Bu bölüm, hayat bizim üstümüze istemediğimiz sorumluluklar yüklediğinde kimse görmezken bile kendimizi kaybetmemek için verdiğimiz mücadeleye ithaf edilmiştir.


Pinhani, Hele Bir Gel

Zülfü Livaneli, İçimizden Biri

Taylor Swift, Tolerate It


"Bir kere büyüdüğün yeri terk ettiğinde ve geri döndüğünde tamamen oraya ait olmuyorsun." Aftersun, 2022


Hiçbir yere kök salmam sandım. Bana öğretmediler bunu.

Annem giderdi, severdi gitmeyi, hastaydı, bazen çaresizdi, bazen sıkkındı, bazen hava almak isterdi, bazenleri çoktu, o bazenler onun içine vurduğunda giderdi. Babam da tayin adamıydı. Çeşit çeşit yerleri gezerdi, bir bakardın evde olmaz dediğinde evde, bir bakardın evden çok uzakta, başka bir evde.
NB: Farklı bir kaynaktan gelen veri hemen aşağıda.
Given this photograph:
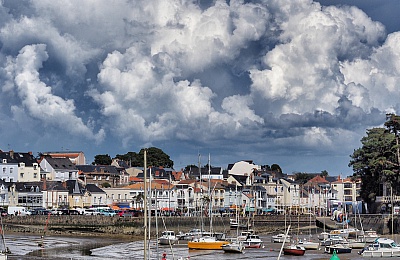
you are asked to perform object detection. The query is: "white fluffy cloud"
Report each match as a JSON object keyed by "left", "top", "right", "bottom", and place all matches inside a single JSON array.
[
  {"left": 6, "top": 44, "right": 104, "bottom": 141},
  {"left": 0, "top": 0, "right": 400, "bottom": 175}
]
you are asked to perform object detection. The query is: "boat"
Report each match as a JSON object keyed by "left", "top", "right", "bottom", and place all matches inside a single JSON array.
[
  {"left": 325, "top": 244, "right": 352, "bottom": 254},
  {"left": 329, "top": 229, "right": 349, "bottom": 238},
  {"left": 158, "top": 230, "right": 178, "bottom": 245},
  {"left": 243, "top": 234, "right": 264, "bottom": 248},
  {"left": 320, "top": 234, "right": 346, "bottom": 246},
  {"left": 364, "top": 229, "right": 379, "bottom": 243},
  {"left": 188, "top": 236, "right": 229, "bottom": 250},
  {"left": 359, "top": 238, "right": 400, "bottom": 258},
  {"left": 347, "top": 238, "right": 365, "bottom": 249},
  {"left": 222, "top": 240, "right": 245, "bottom": 253},
  {"left": 179, "top": 228, "right": 208, "bottom": 241},
  {"left": 271, "top": 233, "right": 292, "bottom": 243},
  {"left": 237, "top": 229, "right": 254, "bottom": 241},
  {"left": 299, "top": 239, "right": 319, "bottom": 250},
  {"left": 283, "top": 245, "right": 306, "bottom": 256},
  {"left": 0, "top": 215, "right": 11, "bottom": 260},
  {"left": 318, "top": 232, "right": 329, "bottom": 240}
]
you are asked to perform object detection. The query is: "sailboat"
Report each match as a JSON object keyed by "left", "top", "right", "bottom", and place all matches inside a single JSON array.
[
  {"left": 222, "top": 183, "right": 245, "bottom": 253},
  {"left": 0, "top": 213, "right": 11, "bottom": 260},
  {"left": 348, "top": 203, "right": 365, "bottom": 249},
  {"left": 299, "top": 188, "right": 319, "bottom": 250},
  {"left": 188, "top": 156, "right": 229, "bottom": 250}
]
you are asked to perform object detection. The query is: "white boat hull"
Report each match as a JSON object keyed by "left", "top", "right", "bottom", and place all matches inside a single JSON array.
[
  {"left": 222, "top": 243, "right": 244, "bottom": 253},
  {"left": 361, "top": 249, "right": 400, "bottom": 258},
  {"left": 299, "top": 242, "right": 319, "bottom": 250}
]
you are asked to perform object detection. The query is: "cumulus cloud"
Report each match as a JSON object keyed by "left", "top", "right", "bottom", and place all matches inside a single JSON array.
[
  {"left": 6, "top": 44, "right": 104, "bottom": 141},
  {"left": 0, "top": 0, "right": 400, "bottom": 175}
]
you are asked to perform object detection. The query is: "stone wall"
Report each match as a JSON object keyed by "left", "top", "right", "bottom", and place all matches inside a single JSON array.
[{"left": 3, "top": 215, "right": 315, "bottom": 236}]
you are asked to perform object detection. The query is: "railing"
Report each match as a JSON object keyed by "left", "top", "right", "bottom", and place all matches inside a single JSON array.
[{"left": 376, "top": 195, "right": 400, "bottom": 203}]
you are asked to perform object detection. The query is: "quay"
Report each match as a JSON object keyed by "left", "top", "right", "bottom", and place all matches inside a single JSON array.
[{"left": 2, "top": 214, "right": 399, "bottom": 236}]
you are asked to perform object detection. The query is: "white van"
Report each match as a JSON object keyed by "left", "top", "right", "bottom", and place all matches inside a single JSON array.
[
  {"left": 83, "top": 208, "right": 100, "bottom": 215},
  {"left": 7, "top": 206, "right": 32, "bottom": 216}
]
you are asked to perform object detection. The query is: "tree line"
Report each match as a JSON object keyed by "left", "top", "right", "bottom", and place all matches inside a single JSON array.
[{"left": 349, "top": 114, "right": 400, "bottom": 211}]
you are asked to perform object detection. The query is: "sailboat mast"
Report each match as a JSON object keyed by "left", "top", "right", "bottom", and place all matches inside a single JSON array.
[
  {"left": 208, "top": 154, "right": 213, "bottom": 234},
  {"left": 198, "top": 154, "right": 204, "bottom": 235},
  {"left": 143, "top": 149, "right": 147, "bottom": 260},
  {"left": 146, "top": 166, "right": 151, "bottom": 259}
]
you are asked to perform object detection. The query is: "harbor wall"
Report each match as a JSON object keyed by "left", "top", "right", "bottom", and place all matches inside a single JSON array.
[{"left": 2, "top": 215, "right": 315, "bottom": 236}]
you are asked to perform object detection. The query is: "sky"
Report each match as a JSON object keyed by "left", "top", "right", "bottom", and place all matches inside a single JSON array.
[{"left": 0, "top": 0, "right": 400, "bottom": 176}]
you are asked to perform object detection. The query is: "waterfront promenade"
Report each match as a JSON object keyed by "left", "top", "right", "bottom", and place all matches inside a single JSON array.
[{"left": 3, "top": 215, "right": 398, "bottom": 236}]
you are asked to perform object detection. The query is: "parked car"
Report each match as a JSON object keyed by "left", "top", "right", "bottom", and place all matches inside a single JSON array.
[
  {"left": 99, "top": 209, "right": 117, "bottom": 217},
  {"left": 83, "top": 208, "right": 100, "bottom": 215},
  {"left": 74, "top": 207, "right": 85, "bottom": 215},
  {"left": 122, "top": 209, "right": 143, "bottom": 217},
  {"left": 0, "top": 208, "right": 8, "bottom": 217},
  {"left": 50, "top": 208, "right": 62, "bottom": 215},
  {"left": 31, "top": 208, "right": 51, "bottom": 215},
  {"left": 61, "top": 209, "right": 79, "bottom": 215}
]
Annemi yurdundan almış, sonra onu evinde bile değil, evsizliğiyle yalnız bırakmıştı.

Bana kök salmayı öğretmediler, ara ara bedenimde rahatsızlıklar çıkardı, kendiliğinden geçerdi, ara ara birilerinden hoşlanırdım, kendiliğinden uzaklaşırdım, ara ara bir şeylerin üzüntüsünü yaşardım, o da daimi olmaz, bir iki güne geçerdi. Sıkılırdım her şeyden, bir şeyi sürdürme düşüncesinden sıkılır, hiçbir şeye bağlanmamaya ant içmişim gibi davranırdım. Hayatımda çocukluğumdan kalan tek bir acı vardı çünkü, o beni boğardı ve geri kalan her şey anlıktı.

Kök salmaktan nefret etmedim, bu kadar keskin değildi hayata karşı duruşum, ben kaçardım, istemediğim şeyleri söyleyemez ama bir an gelir orada olmazdım. Bir acıya, bir insana, bir hayale kök salmazdım, buysa güvenli olan ben o güvene de tamah etmezdim.
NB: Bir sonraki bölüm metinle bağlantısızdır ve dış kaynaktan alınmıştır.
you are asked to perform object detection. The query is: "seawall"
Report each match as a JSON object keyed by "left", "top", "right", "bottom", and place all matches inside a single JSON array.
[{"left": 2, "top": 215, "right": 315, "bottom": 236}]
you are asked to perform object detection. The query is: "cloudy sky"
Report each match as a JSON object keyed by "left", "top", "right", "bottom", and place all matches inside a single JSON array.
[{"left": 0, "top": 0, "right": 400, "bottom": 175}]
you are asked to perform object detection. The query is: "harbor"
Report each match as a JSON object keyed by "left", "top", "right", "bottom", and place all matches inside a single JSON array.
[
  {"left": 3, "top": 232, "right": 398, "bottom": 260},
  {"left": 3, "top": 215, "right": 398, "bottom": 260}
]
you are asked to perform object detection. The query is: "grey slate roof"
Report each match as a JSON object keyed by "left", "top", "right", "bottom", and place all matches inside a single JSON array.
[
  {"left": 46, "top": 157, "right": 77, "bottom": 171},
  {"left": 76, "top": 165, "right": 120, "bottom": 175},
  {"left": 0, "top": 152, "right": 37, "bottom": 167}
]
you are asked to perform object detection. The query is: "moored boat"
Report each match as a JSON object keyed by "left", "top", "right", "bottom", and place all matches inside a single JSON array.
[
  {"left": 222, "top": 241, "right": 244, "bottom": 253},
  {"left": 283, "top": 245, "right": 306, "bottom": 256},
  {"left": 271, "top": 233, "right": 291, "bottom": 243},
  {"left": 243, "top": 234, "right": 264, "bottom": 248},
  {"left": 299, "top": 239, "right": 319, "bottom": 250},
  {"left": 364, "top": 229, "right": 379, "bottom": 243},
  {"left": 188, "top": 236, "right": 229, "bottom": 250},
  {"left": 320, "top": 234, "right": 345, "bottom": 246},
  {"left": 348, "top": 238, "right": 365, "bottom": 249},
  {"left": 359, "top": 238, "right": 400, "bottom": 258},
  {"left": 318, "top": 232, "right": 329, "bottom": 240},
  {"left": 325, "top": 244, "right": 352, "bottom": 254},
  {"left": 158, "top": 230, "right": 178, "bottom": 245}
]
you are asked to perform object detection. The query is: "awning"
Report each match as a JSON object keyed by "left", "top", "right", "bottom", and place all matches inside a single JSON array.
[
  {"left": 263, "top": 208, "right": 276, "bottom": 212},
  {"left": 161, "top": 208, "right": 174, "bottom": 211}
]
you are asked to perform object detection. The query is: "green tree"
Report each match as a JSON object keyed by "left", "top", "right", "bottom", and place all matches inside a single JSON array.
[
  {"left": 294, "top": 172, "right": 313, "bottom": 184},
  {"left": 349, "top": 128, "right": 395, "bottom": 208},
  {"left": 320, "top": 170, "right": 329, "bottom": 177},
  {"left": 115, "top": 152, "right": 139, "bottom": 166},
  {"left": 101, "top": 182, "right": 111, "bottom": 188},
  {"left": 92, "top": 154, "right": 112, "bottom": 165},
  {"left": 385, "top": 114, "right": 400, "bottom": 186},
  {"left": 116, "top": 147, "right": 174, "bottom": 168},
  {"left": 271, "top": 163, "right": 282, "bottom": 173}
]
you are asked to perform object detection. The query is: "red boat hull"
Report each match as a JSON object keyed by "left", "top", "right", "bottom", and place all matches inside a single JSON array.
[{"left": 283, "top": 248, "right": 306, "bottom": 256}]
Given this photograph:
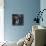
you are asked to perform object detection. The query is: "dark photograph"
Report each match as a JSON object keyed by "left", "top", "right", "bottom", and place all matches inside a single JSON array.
[{"left": 12, "top": 14, "right": 24, "bottom": 25}]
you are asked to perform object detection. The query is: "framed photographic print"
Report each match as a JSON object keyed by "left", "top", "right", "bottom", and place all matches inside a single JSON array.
[{"left": 12, "top": 14, "right": 24, "bottom": 25}]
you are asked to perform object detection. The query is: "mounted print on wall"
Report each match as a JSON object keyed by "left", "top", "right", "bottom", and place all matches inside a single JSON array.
[{"left": 12, "top": 14, "right": 24, "bottom": 25}]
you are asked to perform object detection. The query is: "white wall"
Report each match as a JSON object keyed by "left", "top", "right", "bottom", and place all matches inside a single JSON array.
[
  {"left": 4, "top": 0, "right": 40, "bottom": 41},
  {"left": 40, "top": 0, "right": 46, "bottom": 43},
  {"left": 40, "top": 0, "right": 46, "bottom": 26},
  {"left": 0, "top": 0, "right": 4, "bottom": 42}
]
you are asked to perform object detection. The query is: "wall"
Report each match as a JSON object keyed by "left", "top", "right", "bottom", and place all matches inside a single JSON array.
[
  {"left": 40, "top": 0, "right": 46, "bottom": 44},
  {"left": 40, "top": 0, "right": 46, "bottom": 26},
  {"left": 4, "top": 0, "right": 40, "bottom": 41},
  {"left": 0, "top": 0, "right": 4, "bottom": 42}
]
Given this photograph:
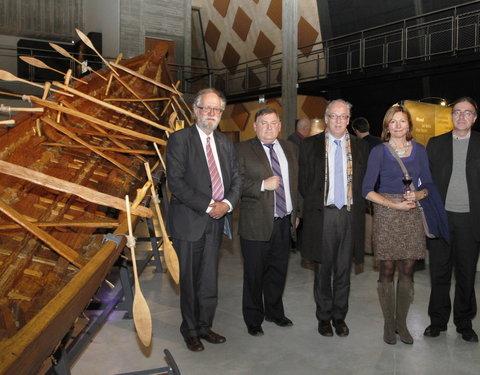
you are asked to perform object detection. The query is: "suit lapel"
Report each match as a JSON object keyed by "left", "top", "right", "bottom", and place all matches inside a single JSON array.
[{"left": 252, "top": 137, "right": 272, "bottom": 176}]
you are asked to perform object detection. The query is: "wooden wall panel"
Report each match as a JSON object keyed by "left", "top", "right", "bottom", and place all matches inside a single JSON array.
[{"left": 0, "top": 0, "right": 84, "bottom": 41}]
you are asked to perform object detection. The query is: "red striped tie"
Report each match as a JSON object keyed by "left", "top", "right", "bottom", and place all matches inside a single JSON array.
[{"left": 207, "top": 137, "right": 223, "bottom": 202}]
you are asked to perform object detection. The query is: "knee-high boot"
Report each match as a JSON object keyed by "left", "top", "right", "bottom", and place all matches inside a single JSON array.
[
  {"left": 395, "top": 280, "right": 413, "bottom": 344},
  {"left": 377, "top": 281, "right": 397, "bottom": 345}
]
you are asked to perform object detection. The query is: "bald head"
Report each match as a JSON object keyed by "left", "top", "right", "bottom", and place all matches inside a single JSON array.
[{"left": 297, "top": 118, "right": 312, "bottom": 137}]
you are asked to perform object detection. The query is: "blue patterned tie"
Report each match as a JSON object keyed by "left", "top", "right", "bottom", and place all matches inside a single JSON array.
[
  {"left": 333, "top": 139, "right": 345, "bottom": 209},
  {"left": 264, "top": 143, "right": 287, "bottom": 218}
]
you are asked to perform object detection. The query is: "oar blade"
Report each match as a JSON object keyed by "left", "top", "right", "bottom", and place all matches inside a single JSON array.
[{"left": 133, "top": 289, "right": 152, "bottom": 347}]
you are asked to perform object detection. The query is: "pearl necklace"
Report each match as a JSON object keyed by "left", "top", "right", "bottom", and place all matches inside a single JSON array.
[{"left": 388, "top": 140, "right": 410, "bottom": 156}]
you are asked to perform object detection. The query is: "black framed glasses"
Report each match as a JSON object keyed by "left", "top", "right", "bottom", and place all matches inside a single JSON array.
[{"left": 196, "top": 105, "right": 224, "bottom": 115}]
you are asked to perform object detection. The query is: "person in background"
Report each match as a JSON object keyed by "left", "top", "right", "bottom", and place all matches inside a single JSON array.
[
  {"left": 237, "top": 107, "right": 298, "bottom": 336},
  {"left": 167, "top": 88, "right": 242, "bottom": 351},
  {"left": 352, "top": 117, "right": 382, "bottom": 151},
  {"left": 362, "top": 105, "right": 432, "bottom": 344},
  {"left": 299, "top": 99, "right": 368, "bottom": 337},
  {"left": 287, "top": 118, "right": 312, "bottom": 146},
  {"left": 424, "top": 97, "right": 480, "bottom": 342}
]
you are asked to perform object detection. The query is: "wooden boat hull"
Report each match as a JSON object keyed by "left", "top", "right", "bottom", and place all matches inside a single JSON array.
[{"left": 0, "top": 40, "right": 184, "bottom": 375}]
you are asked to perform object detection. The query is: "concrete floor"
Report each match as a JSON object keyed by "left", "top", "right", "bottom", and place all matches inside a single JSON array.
[{"left": 72, "top": 223, "right": 480, "bottom": 375}]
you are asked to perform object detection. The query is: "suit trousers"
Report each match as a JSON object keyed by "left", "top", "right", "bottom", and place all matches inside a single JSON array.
[
  {"left": 313, "top": 206, "right": 354, "bottom": 320},
  {"left": 172, "top": 217, "right": 225, "bottom": 337},
  {"left": 240, "top": 216, "right": 291, "bottom": 328},
  {"left": 428, "top": 211, "right": 480, "bottom": 329}
]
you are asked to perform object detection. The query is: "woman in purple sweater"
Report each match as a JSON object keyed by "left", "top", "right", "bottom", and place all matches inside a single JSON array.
[{"left": 362, "top": 105, "right": 432, "bottom": 344}]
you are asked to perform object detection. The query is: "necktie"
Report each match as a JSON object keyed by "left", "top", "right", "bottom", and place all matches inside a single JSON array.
[
  {"left": 333, "top": 139, "right": 345, "bottom": 209},
  {"left": 265, "top": 143, "right": 287, "bottom": 218},
  {"left": 207, "top": 137, "right": 223, "bottom": 202}
]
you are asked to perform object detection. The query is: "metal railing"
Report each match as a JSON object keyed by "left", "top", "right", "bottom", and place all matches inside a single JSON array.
[{"left": 170, "top": 1, "right": 480, "bottom": 95}]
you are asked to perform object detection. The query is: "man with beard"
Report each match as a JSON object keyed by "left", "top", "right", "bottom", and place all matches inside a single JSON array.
[
  {"left": 424, "top": 97, "right": 480, "bottom": 342},
  {"left": 167, "top": 88, "right": 241, "bottom": 351}
]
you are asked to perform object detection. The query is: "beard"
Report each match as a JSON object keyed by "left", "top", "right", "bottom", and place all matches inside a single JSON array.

Nasıl oldu da şimdi parmağımda bir yüzük, yanımda bir gelecek vardı?

Nasıl oldu da karşımda gittiğim bir çocuk, hatta otuz altı çocuk ve koskoca bir geçmiş vardı?

''Anneliğin, anne olmaya karar verdikten sonra bile senin elinde olmadığını söylemediler, burası nasıl bir cehennemmiş de en kutsal sıfat dedikleri şeyle seni taşlarlar sen bilmezsin, ben de seni doğurunca öğrendim.''

Anneme zorla kök saldırdığım için miydi bu korkum, mahcupluğum, kaçınganlığım?
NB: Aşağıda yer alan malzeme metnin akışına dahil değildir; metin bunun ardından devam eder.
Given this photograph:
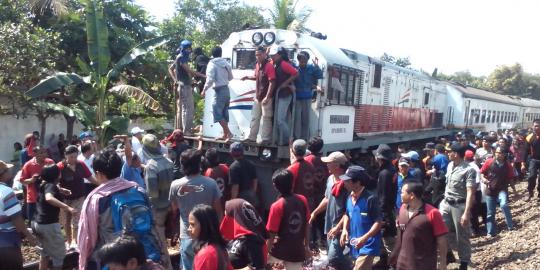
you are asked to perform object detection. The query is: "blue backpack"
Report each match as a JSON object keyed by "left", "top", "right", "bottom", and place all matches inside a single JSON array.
[{"left": 110, "top": 187, "right": 161, "bottom": 262}]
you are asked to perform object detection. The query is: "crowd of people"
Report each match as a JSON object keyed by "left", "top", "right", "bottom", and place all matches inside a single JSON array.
[
  {"left": 0, "top": 120, "right": 540, "bottom": 270},
  {"left": 0, "top": 41, "right": 540, "bottom": 270}
]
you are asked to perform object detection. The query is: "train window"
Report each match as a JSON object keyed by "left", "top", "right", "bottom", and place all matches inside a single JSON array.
[
  {"left": 373, "top": 64, "right": 382, "bottom": 88},
  {"left": 232, "top": 49, "right": 257, "bottom": 69},
  {"left": 480, "top": 110, "right": 486, "bottom": 124}
]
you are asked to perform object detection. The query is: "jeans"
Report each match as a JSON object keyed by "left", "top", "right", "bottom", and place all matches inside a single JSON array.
[
  {"left": 180, "top": 238, "right": 195, "bottom": 270},
  {"left": 439, "top": 200, "right": 471, "bottom": 263},
  {"left": 327, "top": 235, "right": 352, "bottom": 269},
  {"left": 294, "top": 99, "right": 311, "bottom": 141},
  {"left": 248, "top": 99, "right": 274, "bottom": 141},
  {"left": 486, "top": 191, "right": 514, "bottom": 235},
  {"left": 276, "top": 95, "right": 292, "bottom": 145},
  {"left": 527, "top": 159, "right": 540, "bottom": 196},
  {"left": 178, "top": 83, "right": 195, "bottom": 134}
]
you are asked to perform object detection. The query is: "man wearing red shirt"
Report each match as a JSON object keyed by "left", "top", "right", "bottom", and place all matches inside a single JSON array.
[
  {"left": 268, "top": 46, "right": 298, "bottom": 145},
  {"left": 242, "top": 47, "right": 276, "bottom": 144},
  {"left": 390, "top": 182, "right": 448, "bottom": 270},
  {"left": 20, "top": 146, "right": 54, "bottom": 221}
]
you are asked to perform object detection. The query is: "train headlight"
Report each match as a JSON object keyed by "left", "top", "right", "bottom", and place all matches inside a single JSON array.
[
  {"left": 264, "top": 32, "right": 276, "bottom": 45},
  {"left": 251, "top": 32, "right": 264, "bottom": 46}
]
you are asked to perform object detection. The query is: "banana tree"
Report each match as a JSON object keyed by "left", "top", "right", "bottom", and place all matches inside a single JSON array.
[{"left": 26, "top": 0, "right": 169, "bottom": 143}]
Aslan'a baktım, şu an kaçma şansım olsa onun karşısında durmaz, kaçardım. Soraya'nın taşlandığı* an gibi ya beni de taşlarsa onlar da diye düşünür, kaçardım. Ama hepsi bana bakıyordu, hepsi bize bakıyordu. Bana taş atmıyorlardı. Keşke atsalardı. Şimdi kaçamazdım, bunu zaten yıllar önce yapmıştım.

''Benim,'' dedim, ona bakarken ilk dediğim cümle bu oldu.

Benim kim olduğumu unuttun mu sorusu gizliydi, bir hatırlatmaydı aslında bu.

Uzun bir süre kalır karşımda, bana bakar ve şaşırmaya devam eder sandığım çocuğun birden Oğuz'a uzattığı elle kalakaldım.

''Evet, hatırladım,'' dedi ve kendini Oğuz'a tanıttı. ''Aslan.''

''Oğuz,'' diyen yanıt gecikmedi.

Biliyordu Oğuz. Uyuyamadığım geceler sağıma döndüğümü ve Aslan diye sayıkladığımı biliyordu. Sonra sayıklamalarımın kesildiğini de biliyordu. Unuttu diyordu, Aslan'ı artık unuttu.

Haklıydı, Aslan'ı artık unutmuştum.

Kaç yıl oldu Aslan?

Seni unutmak için bana kaç yıl gerekti, sen o yılların kaçıncısında beni çoktan unutmuştun?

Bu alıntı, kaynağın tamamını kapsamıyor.